O'Brien winkte ihnen geheimnißvoll, ihm zu folgen. Er führte sie durch mehrere Zimmer, die fast dunkel waren und öffnete in dem letzten eine ganz unbemerkbare Tapetenthür. Diese führte in eine Art Vorgemach, in welchem der Mann, den wir bereits kennen lernten, als er O'Laughlin's Waare in Empfang nahm, auf- und abging.

»Oeffne den Herren,« befahl ihm O'Brien. ... »Viel Plaisir!« fügte er zu diesen gewandt hinzu und entfernte sich.

Der Thürhüter drehte den Schlüssel in der mit dickem Wollenstoff beschlagenen Thür. Erwartungsvoll und klopfenden Herzens näherten sich Frederic und Edward.

»Werden Sie hier bleiben?« fragte der letztere den Wächter.

»Wenn Sie es befehlen,« erwiderte dieser, »so bleibe ich.«

»Wir befehlen es aber nicht,« versetzte Edward; »denn Ihr Hierbleiben würde uns geniren. Wir werden schellen, wenn wir Ihrer bedürfen.«

»Ganz wie Sie befehlen, Sir, aber noch eins, bevor ich gehe. – Wünschen Sie sie schlafend oder wachend? Im ersten Fall müßte man ihnen erst wieder eine neue Dosis geben, denn sie sind aufgewacht.«

»Ist uns ganz angenehm.

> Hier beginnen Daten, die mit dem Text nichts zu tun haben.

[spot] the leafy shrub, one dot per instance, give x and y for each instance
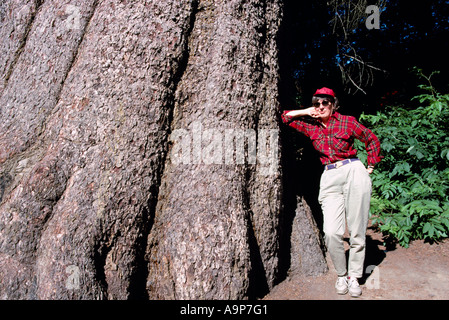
(410, 186)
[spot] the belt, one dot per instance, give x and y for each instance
(339, 164)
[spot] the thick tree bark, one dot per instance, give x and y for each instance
(121, 171)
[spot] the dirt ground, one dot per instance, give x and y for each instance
(420, 272)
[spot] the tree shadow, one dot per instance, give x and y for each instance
(375, 253)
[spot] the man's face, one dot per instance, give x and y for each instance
(323, 108)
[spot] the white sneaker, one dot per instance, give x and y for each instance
(341, 286)
(354, 288)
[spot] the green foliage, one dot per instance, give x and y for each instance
(411, 184)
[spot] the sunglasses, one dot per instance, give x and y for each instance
(325, 103)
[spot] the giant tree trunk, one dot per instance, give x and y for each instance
(122, 173)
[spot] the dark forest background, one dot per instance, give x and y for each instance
(326, 43)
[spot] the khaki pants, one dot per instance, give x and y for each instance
(345, 194)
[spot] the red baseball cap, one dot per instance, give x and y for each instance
(325, 91)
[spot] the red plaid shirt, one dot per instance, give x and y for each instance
(335, 142)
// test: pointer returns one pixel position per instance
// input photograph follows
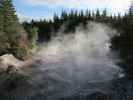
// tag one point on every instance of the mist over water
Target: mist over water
(69, 62)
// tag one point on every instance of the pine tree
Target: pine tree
(12, 33)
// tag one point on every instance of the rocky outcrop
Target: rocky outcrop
(8, 62)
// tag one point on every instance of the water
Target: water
(72, 65)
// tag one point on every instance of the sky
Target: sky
(40, 9)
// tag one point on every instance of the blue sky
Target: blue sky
(39, 9)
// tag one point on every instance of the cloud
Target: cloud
(116, 4)
(23, 17)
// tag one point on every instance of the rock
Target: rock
(98, 96)
(9, 62)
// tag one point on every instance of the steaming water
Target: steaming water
(71, 64)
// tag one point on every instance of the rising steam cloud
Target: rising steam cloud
(69, 61)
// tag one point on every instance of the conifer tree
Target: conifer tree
(12, 32)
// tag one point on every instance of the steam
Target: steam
(70, 61)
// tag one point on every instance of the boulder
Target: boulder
(9, 62)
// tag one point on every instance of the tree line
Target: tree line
(121, 43)
(13, 37)
(19, 39)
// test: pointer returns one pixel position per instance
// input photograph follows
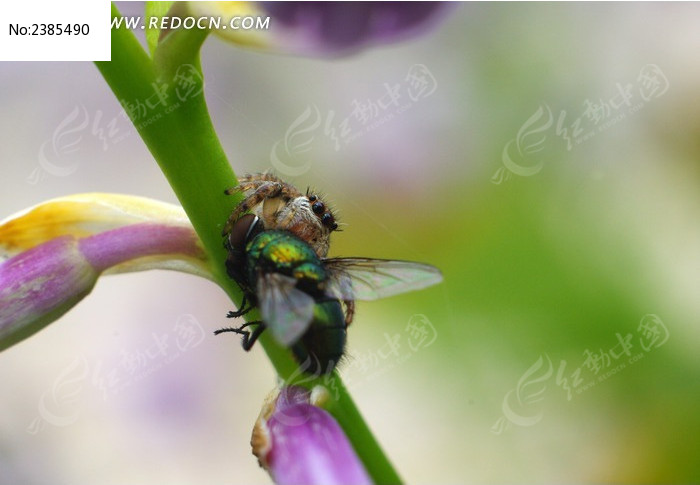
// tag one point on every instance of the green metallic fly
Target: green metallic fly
(301, 296)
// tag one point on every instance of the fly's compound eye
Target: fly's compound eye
(318, 207)
(243, 230)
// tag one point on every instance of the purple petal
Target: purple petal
(339, 28)
(303, 444)
(113, 247)
(39, 285)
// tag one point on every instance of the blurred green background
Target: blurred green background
(545, 264)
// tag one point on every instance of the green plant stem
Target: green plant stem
(179, 133)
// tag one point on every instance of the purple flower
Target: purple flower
(299, 443)
(325, 29)
(55, 251)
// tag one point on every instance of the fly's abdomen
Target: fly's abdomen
(323, 344)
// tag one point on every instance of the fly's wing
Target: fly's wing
(370, 279)
(286, 310)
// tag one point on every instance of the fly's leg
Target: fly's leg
(249, 338)
(349, 311)
(241, 311)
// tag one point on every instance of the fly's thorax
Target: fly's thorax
(282, 252)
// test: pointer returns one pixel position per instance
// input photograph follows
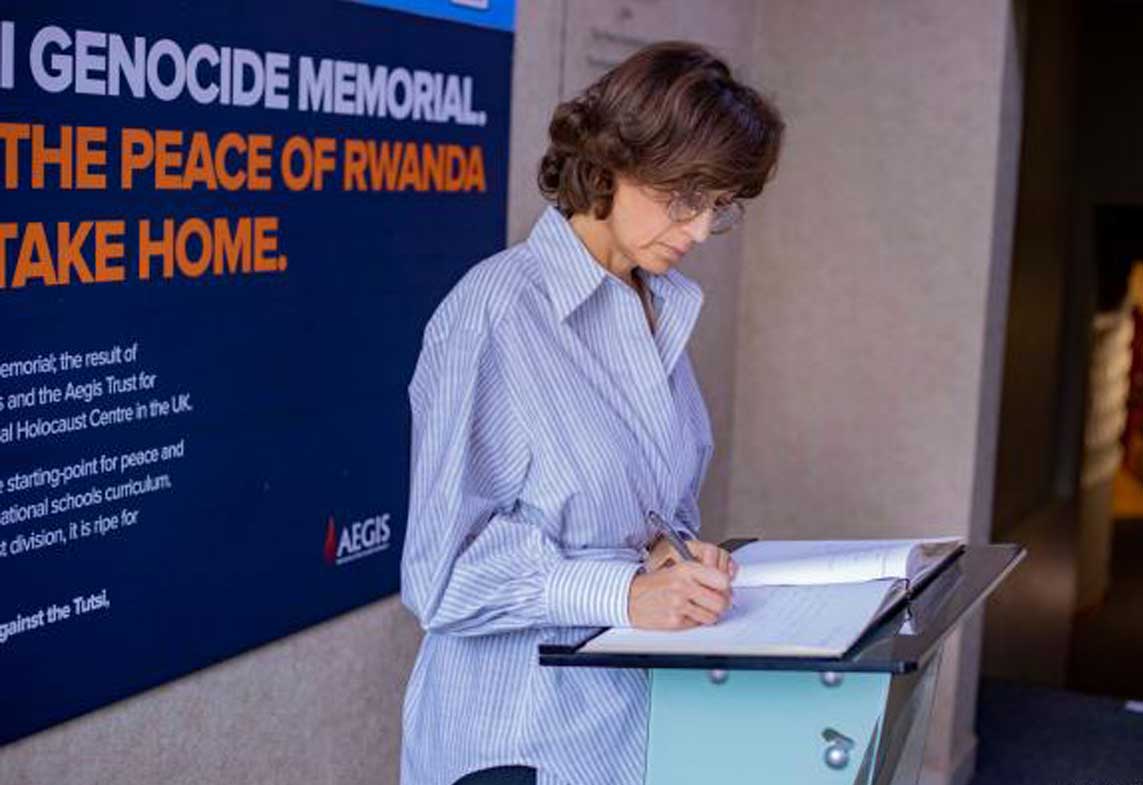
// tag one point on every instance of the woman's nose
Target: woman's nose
(700, 226)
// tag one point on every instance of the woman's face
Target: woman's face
(644, 232)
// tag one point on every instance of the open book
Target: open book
(799, 599)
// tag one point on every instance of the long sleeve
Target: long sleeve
(688, 514)
(476, 559)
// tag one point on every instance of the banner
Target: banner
(224, 227)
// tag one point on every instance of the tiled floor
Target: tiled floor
(1046, 736)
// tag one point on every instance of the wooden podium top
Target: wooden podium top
(898, 643)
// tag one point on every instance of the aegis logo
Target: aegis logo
(357, 539)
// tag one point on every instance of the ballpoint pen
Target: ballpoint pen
(673, 537)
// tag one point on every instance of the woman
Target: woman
(553, 405)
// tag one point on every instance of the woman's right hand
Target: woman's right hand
(679, 597)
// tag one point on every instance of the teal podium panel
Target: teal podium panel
(860, 719)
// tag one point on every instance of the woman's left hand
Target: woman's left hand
(662, 554)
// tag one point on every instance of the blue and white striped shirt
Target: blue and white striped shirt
(546, 419)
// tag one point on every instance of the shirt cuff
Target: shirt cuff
(590, 593)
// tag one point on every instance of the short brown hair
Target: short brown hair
(670, 115)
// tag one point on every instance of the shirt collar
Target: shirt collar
(572, 274)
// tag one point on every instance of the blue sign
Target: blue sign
(224, 227)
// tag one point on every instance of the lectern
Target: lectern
(858, 719)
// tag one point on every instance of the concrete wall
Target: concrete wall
(861, 299)
(871, 311)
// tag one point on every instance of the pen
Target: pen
(671, 535)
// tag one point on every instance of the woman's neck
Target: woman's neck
(597, 238)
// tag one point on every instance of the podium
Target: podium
(860, 719)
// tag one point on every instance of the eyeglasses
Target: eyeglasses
(685, 206)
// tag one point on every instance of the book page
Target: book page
(798, 621)
(815, 561)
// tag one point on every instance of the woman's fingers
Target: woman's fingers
(700, 614)
(710, 554)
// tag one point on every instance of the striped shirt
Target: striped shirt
(546, 419)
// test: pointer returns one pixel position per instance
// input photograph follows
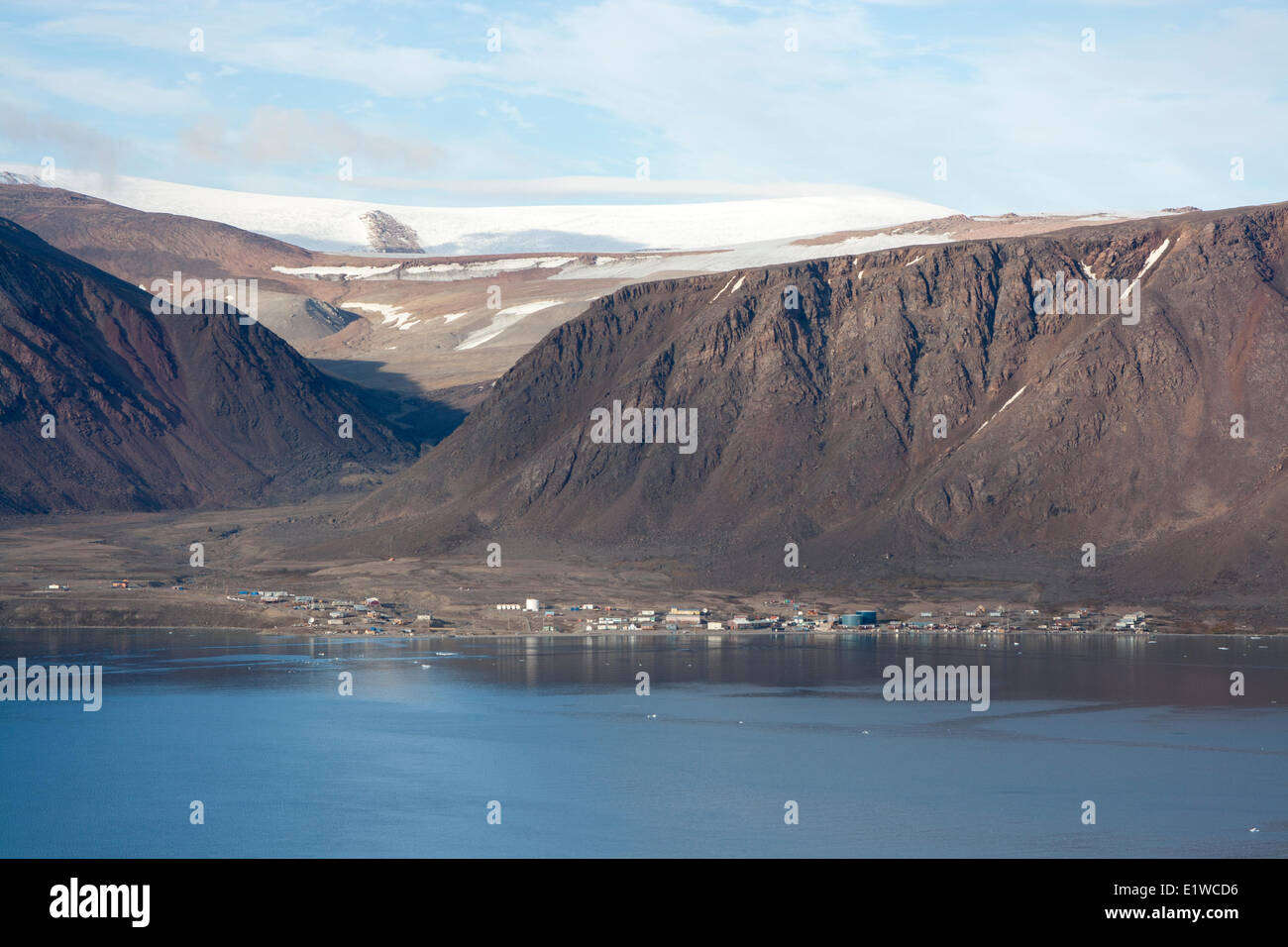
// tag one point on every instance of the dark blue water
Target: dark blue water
(554, 731)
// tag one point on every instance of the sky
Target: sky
(984, 107)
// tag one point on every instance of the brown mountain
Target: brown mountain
(159, 411)
(816, 424)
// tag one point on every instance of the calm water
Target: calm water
(583, 766)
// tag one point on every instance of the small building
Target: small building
(859, 620)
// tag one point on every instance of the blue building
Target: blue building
(859, 620)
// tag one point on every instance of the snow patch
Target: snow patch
(505, 318)
(394, 315)
(1001, 408)
(343, 272)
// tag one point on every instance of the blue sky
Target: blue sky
(708, 93)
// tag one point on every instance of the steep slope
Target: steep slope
(156, 411)
(815, 424)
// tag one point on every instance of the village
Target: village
(372, 616)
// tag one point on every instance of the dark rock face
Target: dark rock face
(816, 424)
(158, 411)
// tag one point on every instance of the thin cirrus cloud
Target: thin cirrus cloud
(273, 136)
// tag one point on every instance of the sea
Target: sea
(233, 744)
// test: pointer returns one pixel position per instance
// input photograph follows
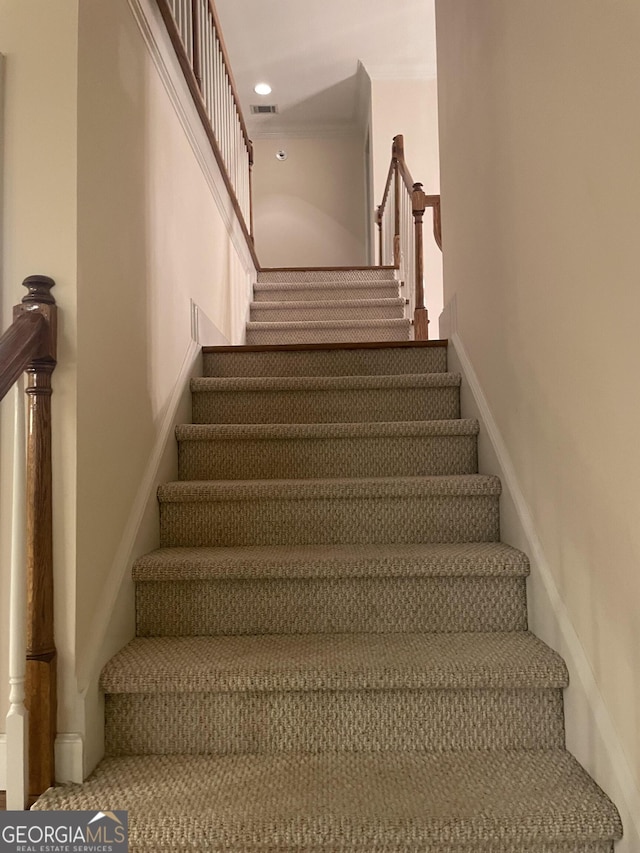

Gehen Sie und kümmern Sie sich nicht um uns, bevor wir Sie rufen.«

Mit athemloser Spannung standen sie noch zaudernd vor der Thür. – Hier also sollten sie die Schwester und Geliebte finden, hier hielt man sie also eingekerkert, um sie jedem beliebigen Wüstling preiszugeben. Sie mußten erst Fassung gewinnen, ehe sie öffneten; ihr Kopf schwindelte und ihre Pulse schlugen fieberhaft als sie eintraten. ...

Jammernd und händeringend traten ihnen zwei junge Mädchen entgegen. – Esther war nicht dabei! – –

»Ist Niemand sonst noch hier?« fragte Frederic.

»Niemand,« antworteten sie. »Wir sind hier gefangen; wie wir hierher gekommen, wissen wir nicht. Haben Sie Erbarmen mit uns, bringen Sie uns zu unseren Eltern zurück, die unsertwegen in Verzweiflung sein werden.« – Sie brachen in Thränen aus und bedeckten ihr Gesicht mit den Händen.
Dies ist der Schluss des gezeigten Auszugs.